Data sources for read/write (planning reference)

Per-format API reference: IO_OVERVIEWdefault: DataFrame / DataFrameModel classmethods and instance methods; eager materialize_*, iter_*, SQL helpers (from pydantable import …); untyped ScanFileRoot and other extension hooks live in pydantable.io (internal / advanced).

This document lists common and useful places applications read and write tabular data. It is intended to guide 0.23.x+ I/O work in pydantable: which formats and transports to support first, and which async stacks pair well with FastAPI and typed frames.

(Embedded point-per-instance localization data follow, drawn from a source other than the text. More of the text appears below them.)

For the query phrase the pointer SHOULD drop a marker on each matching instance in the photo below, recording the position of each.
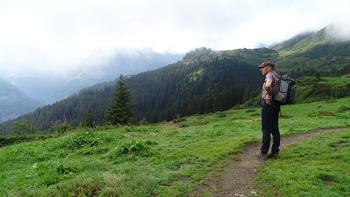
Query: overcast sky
(47, 35)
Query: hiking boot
(273, 155)
(261, 155)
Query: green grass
(318, 166)
(165, 159)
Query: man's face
(264, 70)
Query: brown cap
(266, 63)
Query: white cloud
(45, 36)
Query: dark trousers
(269, 123)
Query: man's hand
(268, 99)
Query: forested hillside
(207, 80)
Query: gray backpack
(284, 90)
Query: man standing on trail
(270, 112)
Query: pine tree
(89, 119)
(119, 110)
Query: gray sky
(44, 36)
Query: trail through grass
(166, 159)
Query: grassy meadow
(318, 166)
(165, 159)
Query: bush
(87, 138)
(139, 148)
(343, 108)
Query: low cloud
(53, 36)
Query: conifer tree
(119, 110)
(89, 119)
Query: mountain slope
(13, 102)
(204, 81)
(163, 159)
(99, 67)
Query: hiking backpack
(285, 90)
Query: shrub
(139, 148)
(343, 108)
(87, 138)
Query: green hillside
(207, 81)
(165, 159)
(316, 167)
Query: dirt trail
(238, 177)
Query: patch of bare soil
(238, 178)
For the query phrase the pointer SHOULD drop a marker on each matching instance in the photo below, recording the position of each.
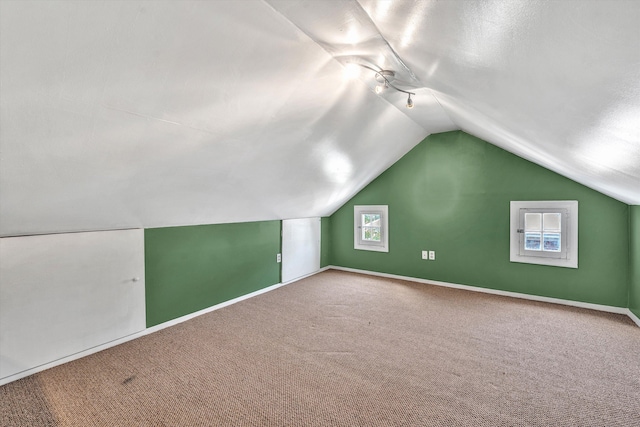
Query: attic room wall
(195, 267)
(634, 282)
(451, 194)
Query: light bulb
(409, 102)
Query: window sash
(538, 240)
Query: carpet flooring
(343, 349)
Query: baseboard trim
(146, 331)
(633, 317)
(173, 322)
(590, 306)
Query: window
(371, 228)
(545, 232)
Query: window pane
(371, 219)
(552, 222)
(532, 241)
(552, 242)
(371, 234)
(533, 221)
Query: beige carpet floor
(342, 349)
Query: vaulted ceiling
(159, 113)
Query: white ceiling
(159, 113)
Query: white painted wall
(300, 247)
(65, 293)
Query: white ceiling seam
(148, 114)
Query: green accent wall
(325, 241)
(634, 270)
(451, 194)
(194, 267)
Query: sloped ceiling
(159, 113)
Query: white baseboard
(598, 307)
(141, 333)
(173, 322)
(633, 317)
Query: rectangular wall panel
(195, 267)
(64, 293)
(300, 247)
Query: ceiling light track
(383, 78)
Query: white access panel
(300, 247)
(64, 293)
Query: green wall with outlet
(451, 194)
(634, 272)
(194, 267)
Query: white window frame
(568, 257)
(366, 245)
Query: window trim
(364, 245)
(568, 258)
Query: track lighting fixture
(383, 78)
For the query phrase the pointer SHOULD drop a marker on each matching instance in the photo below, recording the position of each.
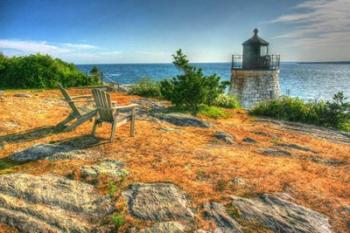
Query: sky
(150, 31)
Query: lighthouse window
(263, 50)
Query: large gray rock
(225, 224)
(38, 152)
(294, 146)
(280, 215)
(111, 168)
(183, 120)
(163, 227)
(51, 204)
(275, 152)
(157, 202)
(25, 95)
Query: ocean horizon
(306, 80)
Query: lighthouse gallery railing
(268, 62)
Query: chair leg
(81, 120)
(94, 128)
(132, 123)
(65, 121)
(114, 127)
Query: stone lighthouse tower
(255, 74)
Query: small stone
(225, 137)
(158, 202)
(25, 95)
(74, 155)
(260, 133)
(249, 140)
(163, 227)
(167, 129)
(238, 181)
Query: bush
(191, 89)
(226, 101)
(334, 114)
(118, 221)
(146, 87)
(40, 71)
(96, 74)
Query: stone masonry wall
(253, 86)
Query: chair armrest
(81, 100)
(130, 106)
(81, 96)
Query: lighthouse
(255, 74)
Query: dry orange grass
(189, 157)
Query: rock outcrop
(158, 202)
(280, 215)
(50, 203)
(38, 152)
(111, 168)
(224, 137)
(183, 120)
(225, 224)
(74, 155)
(163, 227)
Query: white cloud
(319, 28)
(80, 46)
(32, 46)
(79, 53)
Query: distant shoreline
(203, 63)
(326, 62)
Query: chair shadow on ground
(82, 142)
(28, 135)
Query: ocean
(309, 81)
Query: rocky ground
(178, 174)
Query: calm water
(307, 81)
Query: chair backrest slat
(103, 104)
(68, 99)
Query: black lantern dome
(255, 52)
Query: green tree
(40, 71)
(191, 88)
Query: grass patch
(204, 110)
(213, 112)
(227, 101)
(118, 221)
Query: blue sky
(149, 31)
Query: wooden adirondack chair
(114, 115)
(76, 114)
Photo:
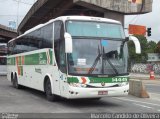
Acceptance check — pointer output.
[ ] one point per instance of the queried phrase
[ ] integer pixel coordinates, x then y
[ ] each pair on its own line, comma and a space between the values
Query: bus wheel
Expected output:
48, 91
15, 82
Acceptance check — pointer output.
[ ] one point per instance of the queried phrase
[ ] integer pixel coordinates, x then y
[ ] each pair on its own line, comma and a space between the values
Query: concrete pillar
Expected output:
114, 15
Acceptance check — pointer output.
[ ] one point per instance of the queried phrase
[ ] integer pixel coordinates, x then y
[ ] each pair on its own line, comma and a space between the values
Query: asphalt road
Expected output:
32, 101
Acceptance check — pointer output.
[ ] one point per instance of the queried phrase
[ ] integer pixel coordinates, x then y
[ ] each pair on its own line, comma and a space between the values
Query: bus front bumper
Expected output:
79, 92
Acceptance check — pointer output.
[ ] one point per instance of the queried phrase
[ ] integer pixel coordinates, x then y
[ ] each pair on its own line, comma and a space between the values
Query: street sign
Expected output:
137, 29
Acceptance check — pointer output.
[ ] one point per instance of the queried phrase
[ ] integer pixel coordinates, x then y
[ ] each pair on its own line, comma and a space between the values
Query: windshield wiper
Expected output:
110, 63
95, 61
104, 57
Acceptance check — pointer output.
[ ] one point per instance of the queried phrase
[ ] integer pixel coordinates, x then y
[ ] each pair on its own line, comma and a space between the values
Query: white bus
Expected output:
72, 57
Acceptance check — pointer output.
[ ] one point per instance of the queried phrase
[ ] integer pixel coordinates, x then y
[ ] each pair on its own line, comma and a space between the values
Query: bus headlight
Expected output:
77, 85
123, 84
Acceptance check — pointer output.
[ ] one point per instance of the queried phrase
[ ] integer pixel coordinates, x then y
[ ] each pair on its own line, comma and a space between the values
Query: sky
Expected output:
151, 19
11, 10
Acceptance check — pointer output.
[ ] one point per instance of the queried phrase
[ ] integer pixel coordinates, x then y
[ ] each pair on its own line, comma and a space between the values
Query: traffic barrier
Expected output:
137, 88
152, 77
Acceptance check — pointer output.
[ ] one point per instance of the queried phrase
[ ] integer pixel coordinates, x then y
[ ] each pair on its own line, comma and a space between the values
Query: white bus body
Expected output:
71, 57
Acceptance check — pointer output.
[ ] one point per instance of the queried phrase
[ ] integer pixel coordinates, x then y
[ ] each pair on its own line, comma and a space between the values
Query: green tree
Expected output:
157, 48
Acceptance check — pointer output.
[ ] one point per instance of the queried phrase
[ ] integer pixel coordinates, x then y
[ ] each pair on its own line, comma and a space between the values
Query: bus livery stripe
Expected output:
42, 58
97, 80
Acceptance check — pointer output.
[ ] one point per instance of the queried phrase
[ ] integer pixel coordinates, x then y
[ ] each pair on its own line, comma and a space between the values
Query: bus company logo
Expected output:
9, 116
103, 84
38, 70
120, 79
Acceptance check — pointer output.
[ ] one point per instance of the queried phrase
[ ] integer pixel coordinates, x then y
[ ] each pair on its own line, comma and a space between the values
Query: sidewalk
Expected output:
143, 76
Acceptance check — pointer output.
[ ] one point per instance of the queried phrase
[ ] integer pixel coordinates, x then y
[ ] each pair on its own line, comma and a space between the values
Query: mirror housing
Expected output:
136, 43
68, 43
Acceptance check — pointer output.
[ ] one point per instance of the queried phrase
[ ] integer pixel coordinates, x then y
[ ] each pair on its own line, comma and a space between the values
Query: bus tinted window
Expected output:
95, 29
3, 60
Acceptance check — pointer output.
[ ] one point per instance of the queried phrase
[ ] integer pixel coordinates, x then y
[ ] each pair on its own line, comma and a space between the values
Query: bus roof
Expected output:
64, 18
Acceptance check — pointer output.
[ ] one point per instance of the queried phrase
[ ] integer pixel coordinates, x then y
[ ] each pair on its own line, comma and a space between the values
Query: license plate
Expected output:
102, 92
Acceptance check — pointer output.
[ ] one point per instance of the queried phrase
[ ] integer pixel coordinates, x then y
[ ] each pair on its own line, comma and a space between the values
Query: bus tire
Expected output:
15, 82
48, 90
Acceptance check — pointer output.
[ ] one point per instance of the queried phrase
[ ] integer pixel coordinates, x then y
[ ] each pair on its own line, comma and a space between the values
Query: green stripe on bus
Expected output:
100, 80
11, 61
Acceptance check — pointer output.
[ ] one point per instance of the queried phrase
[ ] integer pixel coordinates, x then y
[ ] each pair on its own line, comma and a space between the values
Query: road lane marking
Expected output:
154, 93
152, 84
143, 106
136, 101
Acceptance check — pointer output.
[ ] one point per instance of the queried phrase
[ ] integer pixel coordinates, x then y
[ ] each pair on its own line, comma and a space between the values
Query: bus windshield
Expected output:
98, 49
94, 29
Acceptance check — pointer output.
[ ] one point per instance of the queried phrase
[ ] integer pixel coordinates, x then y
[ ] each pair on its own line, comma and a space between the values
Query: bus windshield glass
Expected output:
95, 29
98, 49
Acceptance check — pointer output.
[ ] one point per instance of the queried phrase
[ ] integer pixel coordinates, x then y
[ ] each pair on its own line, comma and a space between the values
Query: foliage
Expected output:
157, 48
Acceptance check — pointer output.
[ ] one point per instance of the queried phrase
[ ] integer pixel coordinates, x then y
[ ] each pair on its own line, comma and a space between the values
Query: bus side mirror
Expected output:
136, 43
68, 43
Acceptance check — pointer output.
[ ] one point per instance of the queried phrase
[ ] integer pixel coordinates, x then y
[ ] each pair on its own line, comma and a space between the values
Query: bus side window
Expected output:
59, 45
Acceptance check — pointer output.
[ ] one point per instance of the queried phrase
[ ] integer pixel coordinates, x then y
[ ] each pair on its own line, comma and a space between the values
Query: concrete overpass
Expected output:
6, 34
44, 10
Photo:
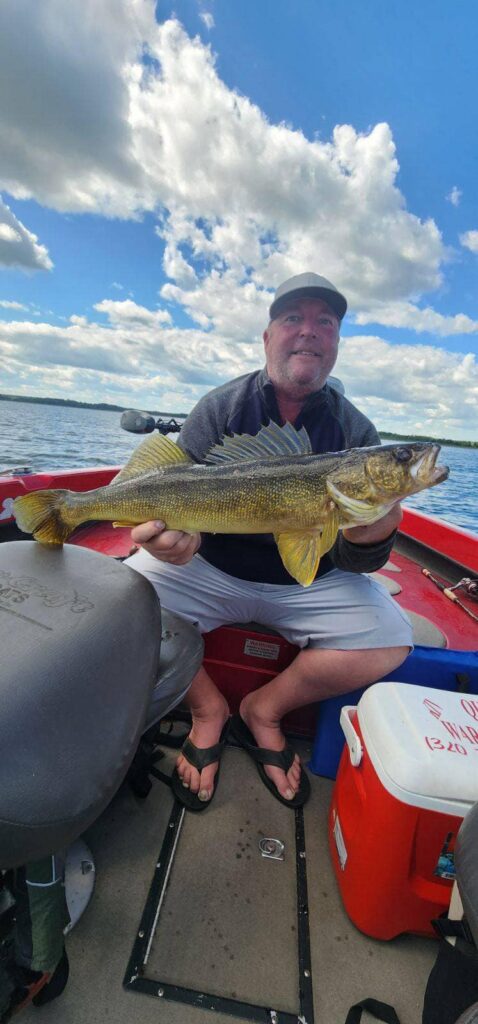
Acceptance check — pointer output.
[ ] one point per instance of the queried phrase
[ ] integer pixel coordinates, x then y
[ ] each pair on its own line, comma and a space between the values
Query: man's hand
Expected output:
378, 530
167, 545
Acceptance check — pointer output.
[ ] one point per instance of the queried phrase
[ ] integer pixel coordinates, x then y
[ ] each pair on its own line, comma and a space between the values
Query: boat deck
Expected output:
228, 923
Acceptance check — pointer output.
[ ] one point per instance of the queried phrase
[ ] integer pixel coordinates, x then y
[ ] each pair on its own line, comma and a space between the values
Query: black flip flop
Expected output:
200, 758
279, 759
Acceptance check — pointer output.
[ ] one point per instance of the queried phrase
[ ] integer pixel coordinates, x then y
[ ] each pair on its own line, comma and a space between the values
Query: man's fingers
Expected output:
167, 545
146, 531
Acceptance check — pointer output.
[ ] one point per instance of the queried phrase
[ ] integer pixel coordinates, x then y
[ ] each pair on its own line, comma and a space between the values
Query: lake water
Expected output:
46, 437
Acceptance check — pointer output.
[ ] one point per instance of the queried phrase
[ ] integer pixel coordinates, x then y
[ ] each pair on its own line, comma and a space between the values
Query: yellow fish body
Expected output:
271, 483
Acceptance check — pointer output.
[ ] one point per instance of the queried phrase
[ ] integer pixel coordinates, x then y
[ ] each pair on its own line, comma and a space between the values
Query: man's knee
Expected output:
348, 669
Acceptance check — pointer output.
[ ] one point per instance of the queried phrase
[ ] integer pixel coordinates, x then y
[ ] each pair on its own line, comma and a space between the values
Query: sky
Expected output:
163, 168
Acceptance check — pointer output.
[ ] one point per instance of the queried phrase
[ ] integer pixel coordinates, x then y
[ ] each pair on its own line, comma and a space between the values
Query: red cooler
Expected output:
407, 776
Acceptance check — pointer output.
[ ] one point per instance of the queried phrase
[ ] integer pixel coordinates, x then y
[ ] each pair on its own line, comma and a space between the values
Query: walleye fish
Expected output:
270, 483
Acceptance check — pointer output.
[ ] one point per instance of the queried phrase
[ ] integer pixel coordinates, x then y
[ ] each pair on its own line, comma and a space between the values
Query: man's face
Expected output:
301, 346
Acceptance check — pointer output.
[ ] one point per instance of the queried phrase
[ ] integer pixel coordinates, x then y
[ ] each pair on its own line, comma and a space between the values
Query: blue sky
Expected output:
164, 167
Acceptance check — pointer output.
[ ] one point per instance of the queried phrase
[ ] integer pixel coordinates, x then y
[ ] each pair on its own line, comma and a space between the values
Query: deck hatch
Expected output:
154, 973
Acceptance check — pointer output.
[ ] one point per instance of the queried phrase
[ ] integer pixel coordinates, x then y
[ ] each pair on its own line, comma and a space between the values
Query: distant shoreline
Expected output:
102, 406
121, 409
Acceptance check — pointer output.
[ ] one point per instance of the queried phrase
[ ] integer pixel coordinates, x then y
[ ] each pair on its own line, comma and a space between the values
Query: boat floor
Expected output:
228, 922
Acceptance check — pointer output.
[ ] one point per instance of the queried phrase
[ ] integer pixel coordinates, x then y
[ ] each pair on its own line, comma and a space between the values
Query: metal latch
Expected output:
271, 848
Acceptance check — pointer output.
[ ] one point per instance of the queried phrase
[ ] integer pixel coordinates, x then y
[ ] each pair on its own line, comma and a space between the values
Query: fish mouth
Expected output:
426, 470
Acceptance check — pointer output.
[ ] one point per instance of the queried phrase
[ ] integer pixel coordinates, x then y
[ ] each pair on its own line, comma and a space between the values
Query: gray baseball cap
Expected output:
305, 286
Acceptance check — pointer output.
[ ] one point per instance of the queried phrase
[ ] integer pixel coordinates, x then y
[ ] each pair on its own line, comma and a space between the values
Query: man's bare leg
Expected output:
210, 711
314, 675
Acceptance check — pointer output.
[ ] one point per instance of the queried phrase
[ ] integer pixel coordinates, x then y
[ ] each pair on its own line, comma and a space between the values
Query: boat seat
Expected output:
80, 637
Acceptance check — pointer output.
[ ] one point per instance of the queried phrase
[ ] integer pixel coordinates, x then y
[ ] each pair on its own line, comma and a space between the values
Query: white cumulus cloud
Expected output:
18, 247
139, 358
130, 116
208, 18
454, 197
470, 241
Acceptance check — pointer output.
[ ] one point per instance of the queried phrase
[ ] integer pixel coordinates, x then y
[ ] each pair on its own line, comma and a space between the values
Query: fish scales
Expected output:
271, 483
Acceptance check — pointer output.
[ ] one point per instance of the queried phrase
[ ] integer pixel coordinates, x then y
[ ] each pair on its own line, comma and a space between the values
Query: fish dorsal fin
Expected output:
301, 550
154, 453
363, 512
271, 440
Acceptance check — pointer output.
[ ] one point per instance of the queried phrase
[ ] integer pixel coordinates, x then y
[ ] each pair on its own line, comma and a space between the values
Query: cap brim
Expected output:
335, 300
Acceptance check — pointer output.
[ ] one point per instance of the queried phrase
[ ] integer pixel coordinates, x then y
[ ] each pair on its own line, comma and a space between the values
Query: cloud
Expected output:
470, 241
142, 122
406, 314
18, 247
5, 304
208, 18
454, 196
411, 387
138, 358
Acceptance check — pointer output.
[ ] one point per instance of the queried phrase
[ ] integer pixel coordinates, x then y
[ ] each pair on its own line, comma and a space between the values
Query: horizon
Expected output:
155, 193
106, 407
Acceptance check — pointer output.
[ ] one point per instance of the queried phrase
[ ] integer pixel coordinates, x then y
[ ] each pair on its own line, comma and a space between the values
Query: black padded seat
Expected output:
80, 638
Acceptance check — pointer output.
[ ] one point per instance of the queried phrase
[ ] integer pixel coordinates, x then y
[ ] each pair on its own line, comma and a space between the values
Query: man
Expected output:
349, 630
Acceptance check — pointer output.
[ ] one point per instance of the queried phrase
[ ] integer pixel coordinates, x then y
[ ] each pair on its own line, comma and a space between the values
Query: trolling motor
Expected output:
143, 423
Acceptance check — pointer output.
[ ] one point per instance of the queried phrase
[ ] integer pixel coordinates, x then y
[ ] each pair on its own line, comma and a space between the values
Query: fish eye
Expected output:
402, 455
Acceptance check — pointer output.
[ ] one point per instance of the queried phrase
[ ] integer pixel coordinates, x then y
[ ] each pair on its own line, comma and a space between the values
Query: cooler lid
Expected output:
423, 743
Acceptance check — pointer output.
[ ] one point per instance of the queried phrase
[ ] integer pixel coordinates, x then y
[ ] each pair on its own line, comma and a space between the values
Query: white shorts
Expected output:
341, 610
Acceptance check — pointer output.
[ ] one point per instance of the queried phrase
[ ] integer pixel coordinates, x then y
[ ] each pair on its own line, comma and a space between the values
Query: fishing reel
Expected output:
143, 423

Today (0.23.0+), the stack has three layers (implementations live under pydantable.io; application code uses DataFrame / DataFrameModel or from pydantable import …):

  1. read_* / aread_* — lazy local file roots (ScanFileRoot) so DataFrame / DataFrameModel can plan on Polars LazyFrame without loading full columns into Python (Parquet, CSV, NDJSON / read_json alias, IPC file). A JSON array of objects in one file is not read lazily—use materialize_json / iter_json_array (see IO_JSON).
  2. materialize_* / amaterialize_* — eager dict[str, list] reads (Rust on local paths where possible; PyArrow for bytes, HTTP bodies, column subsets, streaming IPC).
  3. DataFrame.write_parquet, write_csv, write_ipc, write_ndjson (and DataFrameModel mirrors) — write the lazy pipeline from Rust without a giant Python dict.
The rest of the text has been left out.